I’ve heard in the past that some United States Department of Agriculture (USDA) Natural Resource Conservation Services (NRCS) rented grain drills out. However, I kind of doubted I’d locate one in our area of east-central Alabama. We’re not an agricultural mecca like the Midwest and central United States. However, late this summer I decided it wouldn’t hurt to make some phone calls.

I started with a nearby county’s NRCS office and they eventually patched me through to someone who they thought could help. The nice gentleman told me about a couple counties north that had them, but they couldn't rent them for use outside of the county. He did give me the phone number to a NRCS office in the county where we hunted, so I called them.

They didn’t have a grain drill either, but the contact there gave me a number to the county Soil and Water Conservation Committee (SWCC), because she thought they could help. The mission statement of Alabama’s SWCC says: We work to promote healthy soil, fishable and drinkable water, sustainable forests, and clean air to cultivate a prosperous farming industry and improve quality of life for all Alabama citizens.

So, I called the lady at the county SWCC office and asked her if they rented out grain drills. To my surprise, she said, “You’ll have to call Mr. Hallman, here’s his number.” I immediately called Mr. Hallman and left him a detailed message. He called me back a few hours later and said, “We just purchased a brand-new Great Plains grain-drill this spring.”
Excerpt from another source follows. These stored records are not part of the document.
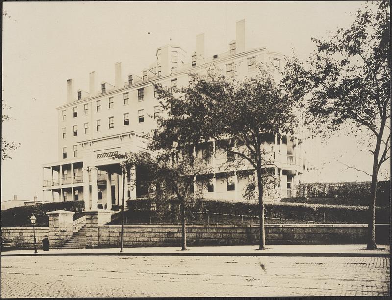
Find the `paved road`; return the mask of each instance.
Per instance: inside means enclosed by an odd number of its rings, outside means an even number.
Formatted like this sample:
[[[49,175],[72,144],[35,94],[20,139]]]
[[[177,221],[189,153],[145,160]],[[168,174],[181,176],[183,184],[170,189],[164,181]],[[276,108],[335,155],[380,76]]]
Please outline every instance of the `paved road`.
[[[388,296],[382,257],[1,257],[1,298]]]

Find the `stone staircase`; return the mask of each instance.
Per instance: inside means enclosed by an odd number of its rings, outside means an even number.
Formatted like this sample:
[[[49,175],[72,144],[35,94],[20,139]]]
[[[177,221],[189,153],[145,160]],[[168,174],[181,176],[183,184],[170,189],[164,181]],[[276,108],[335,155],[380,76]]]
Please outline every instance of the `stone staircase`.
[[[62,249],[80,249],[86,248],[86,225],[83,225],[76,233],[74,233],[72,237],[66,242]]]

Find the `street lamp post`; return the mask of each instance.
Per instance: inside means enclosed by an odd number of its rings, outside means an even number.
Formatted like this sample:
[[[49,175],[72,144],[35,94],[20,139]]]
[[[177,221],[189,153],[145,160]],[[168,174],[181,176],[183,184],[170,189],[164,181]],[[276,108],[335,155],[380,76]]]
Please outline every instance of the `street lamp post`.
[[[33,215],[31,216],[31,218],[30,218],[30,220],[31,221],[31,223],[33,224],[33,232],[34,233],[34,254],[37,254],[38,251],[37,251],[37,240],[35,239],[35,220],[37,220],[37,218],[35,217],[35,216]]]

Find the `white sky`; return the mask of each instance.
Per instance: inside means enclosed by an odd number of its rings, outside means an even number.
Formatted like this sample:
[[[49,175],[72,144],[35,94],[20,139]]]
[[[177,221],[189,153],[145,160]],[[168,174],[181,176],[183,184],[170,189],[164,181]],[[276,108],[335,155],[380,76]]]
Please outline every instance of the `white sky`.
[[[2,134],[21,145],[2,162],[2,199],[14,194],[32,199],[35,193],[42,199],[41,165],[57,160],[55,108],[66,102],[67,79],[88,91],[95,70],[97,82],[113,84],[117,61],[123,75],[139,74],[171,38],[190,55],[196,35],[204,32],[207,55],[225,52],[235,38],[235,22],[244,18],[246,49],[266,46],[290,55],[294,47],[305,59],[313,49],[310,37],[349,26],[361,3],[3,2],[2,97],[12,107],[3,113],[14,120],[3,123]],[[340,136],[321,152],[328,160],[347,151],[358,152],[355,141]],[[342,160],[368,170],[370,159],[361,153]],[[342,169],[332,164],[321,170],[323,181],[368,179],[356,171],[337,172]]]

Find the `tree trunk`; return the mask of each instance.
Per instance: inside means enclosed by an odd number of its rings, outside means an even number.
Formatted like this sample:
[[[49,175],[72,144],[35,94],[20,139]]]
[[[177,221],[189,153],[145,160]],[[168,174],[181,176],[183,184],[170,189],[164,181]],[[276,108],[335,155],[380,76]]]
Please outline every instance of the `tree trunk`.
[[[369,225],[368,234],[368,249],[375,250],[376,244],[376,197],[377,196],[377,180],[378,174],[378,155],[380,145],[377,142],[374,151],[373,161],[373,173],[372,174],[371,185],[370,186],[370,199],[369,203]]]
[[[182,222],[182,247],[181,251],[187,250],[187,231],[185,227],[185,204],[184,201],[181,202],[181,218]]]
[[[261,178],[261,170],[257,168],[257,188],[258,191],[259,206],[260,212],[260,242],[259,250],[264,250],[266,249],[266,234],[264,231],[264,205],[263,203],[263,182]]]
[[[125,194],[125,174],[122,172],[122,203],[121,208],[121,248],[120,248],[120,253],[122,252],[122,248],[124,247],[124,207],[125,201],[124,200]]]

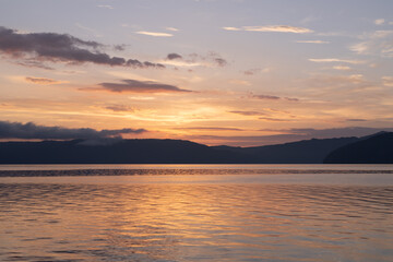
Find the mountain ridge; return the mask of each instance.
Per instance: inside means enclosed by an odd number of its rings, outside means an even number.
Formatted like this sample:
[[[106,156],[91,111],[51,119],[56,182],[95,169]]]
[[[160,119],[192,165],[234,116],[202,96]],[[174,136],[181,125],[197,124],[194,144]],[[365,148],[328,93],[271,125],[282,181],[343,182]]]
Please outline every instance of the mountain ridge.
[[[322,164],[332,152],[384,134],[393,133],[251,147],[168,139],[0,142],[0,164]]]

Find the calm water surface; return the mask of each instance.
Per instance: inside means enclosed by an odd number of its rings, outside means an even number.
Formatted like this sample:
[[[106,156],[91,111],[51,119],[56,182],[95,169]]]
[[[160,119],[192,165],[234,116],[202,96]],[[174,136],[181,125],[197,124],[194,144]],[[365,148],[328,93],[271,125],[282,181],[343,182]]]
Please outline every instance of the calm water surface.
[[[392,165],[1,166],[0,176],[0,261],[393,261]]]

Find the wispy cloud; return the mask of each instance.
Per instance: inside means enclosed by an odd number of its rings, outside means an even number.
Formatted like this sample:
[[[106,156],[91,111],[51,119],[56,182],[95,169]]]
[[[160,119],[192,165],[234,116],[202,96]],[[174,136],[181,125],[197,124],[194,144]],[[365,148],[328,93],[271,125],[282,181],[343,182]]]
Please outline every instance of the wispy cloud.
[[[376,25],[383,25],[384,22],[385,22],[384,19],[374,20],[374,24],[376,24]]]
[[[343,63],[352,63],[352,64],[360,64],[365,63],[366,61],[362,60],[349,60],[349,59],[338,59],[338,58],[310,58],[309,61],[311,62],[343,62]]]
[[[33,67],[38,63],[38,66],[45,67],[41,62],[46,61],[72,64],[91,62],[111,67],[164,68],[159,63],[110,57],[108,53],[100,51],[103,47],[104,45],[97,41],[82,40],[68,34],[22,34],[0,26],[0,53],[17,61],[22,59],[21,64],[27,61],[27,66]]]
[[[72,140],[72,139],[103,139],[121,136],[128,133],[143,133],[145,129],[94,130],[90,128],[70,129],[62,127],[45,127],[33,122],[0,121],[0,139],[41,139],[41,140]]]
[[[45,78],[33,78],[33,76],[25,78],[25,81],[29,82],[29,83],[33,83],[33,84],[41,84],[41,85],[66,83],[63,81],[58,81],[58,80],[52,80],[52,79],[45,79]]]
[[[265,115],[264,112],[260,112],[260,111],[229,111],[229,112],[241,115],[241,116],[261,116],[261,115]]]
[[[155,37],[171,37],[171,36],[174,36],[172,34],[162,33],[162,32],[138,31],[135,33],[140,34],[140,35],[147,35],[147,36],[155,36]]]
[[[282,118],[270,118],[270,117],[260,117],[260,120],[269,121],[269,122],[288,122],[290,119],[282,119]]]
[[[81,91],[109,91],[115,93],[181,93],[191,92],[175,85],[160,84],[153,81],[122,80],[121,83],[100,83],[100,87],[80,88]]]
[[[245,131],[239,128],[218,128],[218,127],[191,127],[191,128],[175,128],[177,130],[207,130],[207,131]]]
[[[167,31],[178,32],[179,29],[176,27],[165,27]]]
[[[393,87],[393,76],[382,76],[382,83],[384,86]]]
[[[110,105],[106,106],[105,109],[116,112],[134,112],[135,108],[126,105]]]
[[[98,4],[97,8],[114,9],[114,7],[109,4]]]
[[[324,40],[297,40],[296,43],[302,43],[302,44],[330,44],[330,41],[324,41]]]
[[[179,55],[176,52],[168,53],[166,59],[158,61],[163,64],[174,67],[225,67],[228,64],[227,60],[224,59],[219,53],[210,51],[207,55],[190,53]]]
[[[275,33],[295,33],[306,34],[312,33],[312,29],[291,26],[291,25],[261,25],[261,26],[242,26],[242,27],[223,27],[225,31],[248,31],[248,32],[275,32]]]
[[[239,27],[231,27],[231,26],[226,26],[226,27],[223,27],[223,29],[225,29],[225,31],[242,31],[242,28],[239,28]]]
[[[335,67],[333,67],[333,69],[340,70],[340,71],[349,71],[349,70],[352,70],[352,68],[347,67],[347,66],[335,66]]]
[[[393,57],[393,31],[376,31],[359,37],[362,41],[354,44],[349,49],[358,55],[379,55]]]
[[[257,98],[257,99],[267,99],[267,100],[279,100],[285,99],[288,102],[298,102],[298,98],[295,97],[279,97],[279,96],[273,96],[273,95],[255,95],[252,92],[248,95],[249,98]]]
[[[167,59],[168,60],[182,59],[182,56],[180,56],[179,53],[176,53],[176,52],[171,52],[171,53],[168,53]]]

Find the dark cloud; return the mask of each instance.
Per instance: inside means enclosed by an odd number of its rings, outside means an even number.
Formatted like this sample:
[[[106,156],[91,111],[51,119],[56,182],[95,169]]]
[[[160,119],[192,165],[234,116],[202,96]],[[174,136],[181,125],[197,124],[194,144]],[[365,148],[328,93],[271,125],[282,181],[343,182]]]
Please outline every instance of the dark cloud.
[[[287,122],[290,121],[288,119],[281,119],[281,118],[269,118],[269,117],[261,117],[261,120],[271,121],[271,122]]]
[[[167,59],[168,60],[182,59],[182,56],[180,56],[179,53],[176,53],[176,52],[171,52],[171,53],[168,53]]]
[[[132,92],[132,93],[171,93],[171,92],[191,92],[181,90],[175,85],[160,84],[153,81],[122,80],[122,83],[100,83],[102,88],[110,92]],[[97,90],[97,88],[81,88]]]
[[[346,121],[349,121],[349,122],[365,122],[367,120],[366,119],[359,119],[359,118],[349,118],[349,119],[346,119]]]
[[[249,69],[249,70],[243,71],[243,74],[246,74],[246,75],[254,75],[259,71],[261,71],[261,69]]]
[[[85,63],[106,66],[129,66],[136,68],[164,68],[163,64],[140,62],[120,57],[110,57],[102,52],[104,45],[86,41],[68,34],[57,33],[17,33],[0,26],[0,52],[12,58],[27,58],[38,61]],[[136,62],[138,61],[138,62]]]
[[[294,98],[294,97],[279,97],[279,96],[272,96],[272,95],[255,95],[253,93],[249,94],[250,98],[257,98],[257,99],[270,99],[270,100],[279,100],[279,99],[285,99],[288,102],[298,102],[298,98]]]
[[[27,82],[34,83],[34,84],[60,84],[61,81],[52,80],[52,79],[45,79],[45,78],[25,78]]]
[[[129,106],[124,106],[124,105],[111,105],[111,106],[107,106],[105,108],[109,109],[109,110],[112,110],[112,111],[128,111],[128,112],[135,111],[134,108],[129,107]]]
[[[72,139],[104,139],[119,138],[121,134],[139,134],[144,129],[118,129],[97,131],[90,128],[68,129],[61,127],[45,127],[33,122],[0,121],[0,139],[34,139],[34,140],[72,140]]]
[[[126,50],[126,45],[115,45],[114,50],[123,51],[123,50]]]
[[[252,95],[253,98],[258,99],[270,99],[270,100],[278,100],[281,97],[278,96],[271,96],[271,95]]]
[[[176,128],[177,130],[211,130],[211,131],[245,131],[238,128],[209,128],[209,127],[193,127],[193,128]]]
[[[218,67],[225,67],[228,63],[224,58],[215,58],[214,61],[217,63]]]
[[[205,61],[212,66],[225,67],[228,64],[227,60],[222,58],[217,52],[211,51],[207,55],[190,53],[187,59],[183,59],[186,62],[193,63],[199,61]]]
[[[261,116],[261,115],[265,115],[264,112],[259,112],[259,111],[229,111],[233,114],[238,114],[238,115],[242,115],[242,116]]]

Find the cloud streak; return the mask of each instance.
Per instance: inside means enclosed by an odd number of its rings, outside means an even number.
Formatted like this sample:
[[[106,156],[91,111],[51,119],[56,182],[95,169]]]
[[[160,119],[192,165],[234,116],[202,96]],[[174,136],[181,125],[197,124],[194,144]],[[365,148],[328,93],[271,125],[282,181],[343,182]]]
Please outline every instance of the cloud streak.
[[[45,127],[33,122],[0,121],[0,139],[24,139],[24,140],[73,140],[73,139],[105,139],[120,138],[121,134],[139,134],[146,132],[145,129],[69,129],[62,127]]]
[[[153,81],[121,80],[121,83],[99,83],[100,87],[80,88],[82,91],[109,91],[115,93],[184,93],[192,92],[175,85],[160,84]]]
[[[297,40],[296,43],[301,43],[301,44],[329,44],[330,41],[324,41],[324,40]]]
[[[171,37],[171,36],[174,36],[172,34],[168,34],[168,33],[147,32],[147,31],[138,31],[138,32],[135,32],[135,34],[155,36],[155,37]]]
[[[43,85],[49,85],[49,84],[62,84],[64,82],[57,81],[52,79],[45,79],[45,78],[25,78],[25,81],[33,83],[33,84],[43,84]]]
[[[257,98],[257,99],[266,99],[266,100],[279,100],[285,99],[288,102],[298,102],[298,98],[295,97],[279,97],[279,96],[272,96],[272,95],[255,95],[253,93],[249,94],[249,98]]]
[[[66,63],[96,63],[134,68],[164,68],[163,64],[135,59],[110,57],[99,49],[104,45],[86,41],[68,34],[17,33],[0,26],[0,52],[14,59]]]
[[[365,61],[361,60],[347,60],[347,59],[338,59],[338,58],[310,58],[311,62],[326,63],[326,62],[342,62],[342,63],[350,63],[350,64],[361,64]]]
[[[264,26],[242,26],[242,27],[223,27],[225,31],[247,31],[247,32],[273,32],[273,33],[295,33],[307,34],[312,33],[312,29],[291,26],[291,25],[264,25]]]

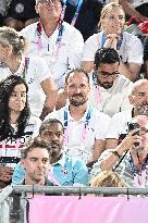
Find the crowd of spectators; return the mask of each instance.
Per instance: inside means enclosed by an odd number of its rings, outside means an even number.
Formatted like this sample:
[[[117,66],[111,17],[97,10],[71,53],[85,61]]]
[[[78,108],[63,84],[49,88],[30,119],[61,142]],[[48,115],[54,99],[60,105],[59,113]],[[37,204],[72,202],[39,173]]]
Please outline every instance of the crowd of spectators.
[[[148,186],[148,36],[125,25],[140,8],[1,1],[1,188]]]

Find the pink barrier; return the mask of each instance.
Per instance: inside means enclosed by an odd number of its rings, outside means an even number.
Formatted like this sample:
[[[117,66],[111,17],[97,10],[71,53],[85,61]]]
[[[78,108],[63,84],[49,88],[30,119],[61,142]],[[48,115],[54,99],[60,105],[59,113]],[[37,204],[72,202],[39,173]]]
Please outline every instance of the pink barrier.
[[[148,223],[148,198],[36,196],[29,223]]]

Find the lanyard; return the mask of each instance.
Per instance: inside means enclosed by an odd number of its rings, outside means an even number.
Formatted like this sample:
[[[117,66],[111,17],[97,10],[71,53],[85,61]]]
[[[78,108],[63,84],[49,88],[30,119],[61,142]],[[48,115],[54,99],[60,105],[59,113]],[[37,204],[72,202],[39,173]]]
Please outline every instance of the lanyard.
[[[66,3],[67,3],[67,0],[63,0],[63,9],[62,9],[62,13],[61,13],[61,20],[63,21],[64,18],[64,15],[65,15],[65,10],[66,10]],[[78,0],[78,3],[77,3],[77,7],[76,7],[76,11],[75,11],[75,14],[73,16],[73,20],[72,20],[72,23],[71,25],[74,26],[75,23],[76,23],[76,20],[78,17],[78,13],[81,11],[81,8],[82,8],[82,4],[83,4],[83,0]]]
[[[116,51],[118,51],[118,52],[119,52],[119,50],[120,50],[120,48],[121,48],[122,40],[123,40],[123,35],[120,36],[120,39],[119,39],[119,41],[118,41],[118,44],[116,44]],[[101,47],[103,47],[104,42],[106,42],[106,35],[102,34],[102,37],[101,37]]]
[[[101,103],[101,94],[98,86],[98,79],[97,79],[97,71],[94,71],[92,73],[92,82],[95,87],[95,100],[97,106]]]
[[[147,177],[146,176],[146,159],[145,159],[145,163],[140,165],[139,171],[135,170],[134,160],[132,156],[130,159],[130,165],[133,172],[135,187],[143,187],[143,188],[146,187],[146,177]]]
[[[25,58],[24,70],[23,70],[23,79],[26,80],[26,74],[29,66],[29,58]]]
[[[90,115],[91,115],[91,109],[88,109],[88,112],[87,112],[87,115],[86,115],[86,120],[84,122],[84,128],[83,128],[83,132],[82,132],[82,136],[83,136],[83,144],[84,144],[84,140],[85,140],[85,137],[86,137],[86,133],[87,133],[87,126],[89,124],[89,120],[90,120]],[[67,109],[64,110],[64,143],[65,143],[65,146],[67,145],[69,143],[69,133],[67,133]]]
[[[59,53],[59,50],[61,48],[61,40],[62,40],[62,35],[63,35],[63,24],[60,22],[60,25],[59,25],[59,33],[58,33],[58,37],[57,37],[57,40],[55,40],[55,49],[54,51],[52,52],[52,62],[55,61],[57,59],[57,55]],[[41,32],[42,32],[42,26],[41,26],[41,23],[39,22],[37,24],[37,36],[38,36],[38,41],[37,41],[37,49],[38,51],[40,51],[42,49],[42,42],[41,42]],[[48,51],[49,51],[49,46],[48,46]]]

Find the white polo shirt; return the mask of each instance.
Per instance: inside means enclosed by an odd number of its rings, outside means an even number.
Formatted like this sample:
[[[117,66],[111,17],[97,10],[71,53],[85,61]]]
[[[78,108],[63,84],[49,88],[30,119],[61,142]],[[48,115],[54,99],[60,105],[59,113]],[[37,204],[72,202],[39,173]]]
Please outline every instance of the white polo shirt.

Renting Food Plot Equipment

The author poses in front of his rented grain drill. It took a few phone calls, but he eventually hit pay dirt and now he's no-till farming on his hunting lease. Photo: Mark Olis

Excited, I asked how much the rental fee is. “It’s a $70 minimum or $7 per acre planted if you plant more than 10 acres,” said Mr. Hallman. I only have 5 acres of food plots, so we setup a weekend that it was available and two weeks later on a Saturday morning I went and picked the drill up with my truck.

This specific drill was a Great Plains 706NT with side wheels, hydraulic lift for tall clearance when driving down the highway and maneuvering along hunt-club roads and adjustable hitch to haul with truck and tractor. This isn’t a little implement. It weighs about 3,800 pounds and is 10-foot-wide from outside of tires.

However, it absolutely blew my mind with the planting. I literally made one pass through all of our plots and our seed blend of cereal grains was planted. I planted 5 acres of plots in 6 hours and that includes a lunch break and slowly maneuvering the implement through our narrow road systems. As long as our county has this drill, I’ll be renting it for all my fall and summer plantings.

Don’t give up on no-till food plots. The benefits are huge and, if you can locate a local USDA agency that has one to rent, then I highly recommend that you try it. It’s changed my food plotting style!